Data gathered from an oral, 4 week, toxicological study of RO 40-8757 in dogs was analyzed using MKMODEL and NONMEM. Analysis of individual subject data, using MKMODEL, revealed large variations in the concentration profile from treatment occasion to occasion suggesting IOV. A two-compartment, first order input model was selected for subsequent population analysis.
The presence of IOV was established by examining the change in objective function value (OBJ) when subject data was treated in two ways: each occasion for each subject treated as if from a different individual (SEP), or each occasion for each subject treated as if from the same individual (POOL).
An improved OBJ in the SEP vs POOL data treatment served as a diagnostic for the presence of IOV. An OBJ change of 70 together with observed large concentration profile variations indicated the presence of IOV.
IOV for relative bioavailability, clearance or central compartment volume using the POOL data was modeled with NONMEM. A model without IOV was used as a reference for comparing the changes attributed to IOV. All three IOV models resulted in improved OBJs compared to the reference model.

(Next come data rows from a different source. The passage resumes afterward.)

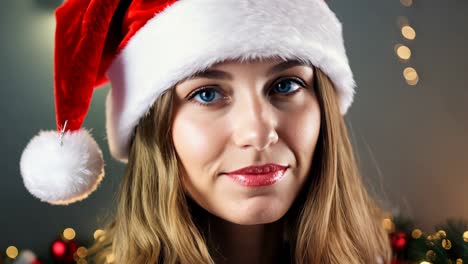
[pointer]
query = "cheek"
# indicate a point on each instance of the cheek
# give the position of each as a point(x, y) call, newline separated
point(302, 130)
point(197, 141)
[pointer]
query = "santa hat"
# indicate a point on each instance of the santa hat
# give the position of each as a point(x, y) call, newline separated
point(144, 48)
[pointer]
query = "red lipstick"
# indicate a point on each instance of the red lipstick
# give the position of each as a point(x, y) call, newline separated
point(257, 176)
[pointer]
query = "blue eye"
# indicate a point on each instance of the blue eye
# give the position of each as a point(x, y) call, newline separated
point(287, 86)
point(205, 96)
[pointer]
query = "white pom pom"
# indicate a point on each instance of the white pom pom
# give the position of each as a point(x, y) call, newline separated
point(62, 174)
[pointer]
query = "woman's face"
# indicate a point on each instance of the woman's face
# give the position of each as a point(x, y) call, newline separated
point(237, 115)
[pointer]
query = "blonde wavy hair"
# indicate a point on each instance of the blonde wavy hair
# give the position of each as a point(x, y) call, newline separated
point(333, 219)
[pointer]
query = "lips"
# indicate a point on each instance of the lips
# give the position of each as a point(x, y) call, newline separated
point(257, 176)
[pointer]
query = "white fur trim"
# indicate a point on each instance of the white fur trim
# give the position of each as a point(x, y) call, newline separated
point(192, 35)
point(62, 174)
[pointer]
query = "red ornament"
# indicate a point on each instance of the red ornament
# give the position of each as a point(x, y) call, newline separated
point(63, 250)
point(398, 241)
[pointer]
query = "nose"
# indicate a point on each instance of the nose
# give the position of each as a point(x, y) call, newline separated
point(255, 123)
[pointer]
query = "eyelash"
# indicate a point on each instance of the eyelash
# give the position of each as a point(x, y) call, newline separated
point(296, 80)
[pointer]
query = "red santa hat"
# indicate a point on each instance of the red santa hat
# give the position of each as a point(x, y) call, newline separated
point(144, 47)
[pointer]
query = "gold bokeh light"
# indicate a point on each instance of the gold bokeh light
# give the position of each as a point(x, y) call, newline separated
point(403, 52)
point(408, 32)
point(12, 252)
point(406, 3)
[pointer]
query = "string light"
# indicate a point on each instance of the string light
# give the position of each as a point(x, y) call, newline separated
point(406, 3)
point(388, 225)
point(69, 233)
point(416, 234)
point(408, 32)
point(82, 252)
point(99, 234)
point(12, 252)
point(411, 76)
point(403, 52)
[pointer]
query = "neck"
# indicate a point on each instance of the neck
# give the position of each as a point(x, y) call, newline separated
point(233, 243)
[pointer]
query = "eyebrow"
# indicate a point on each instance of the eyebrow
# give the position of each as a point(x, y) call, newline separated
point(217, 74)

Another study of RO 40-8757 has suggested bioavailability as a primary source of IOV attributed to feeding times in relation to dosing. However, the model of IOV in relative bioavailability did not give the best fit; instead, incorporating IOV in central compartment volume was a better model. These findings suggest a more complex origin for IOV.
The presence of IOV raises difficulties for predicting delayed toxicodynamic effects with models that need identical toxicokinetic parameters on each occasion.
REFERENCES:
1. M.O. Karlsson and L.B. Sheiner. Estimating bioavailability when clearance varies with time. Clin. Pharmacol. Ther. 55:623-637 (1994).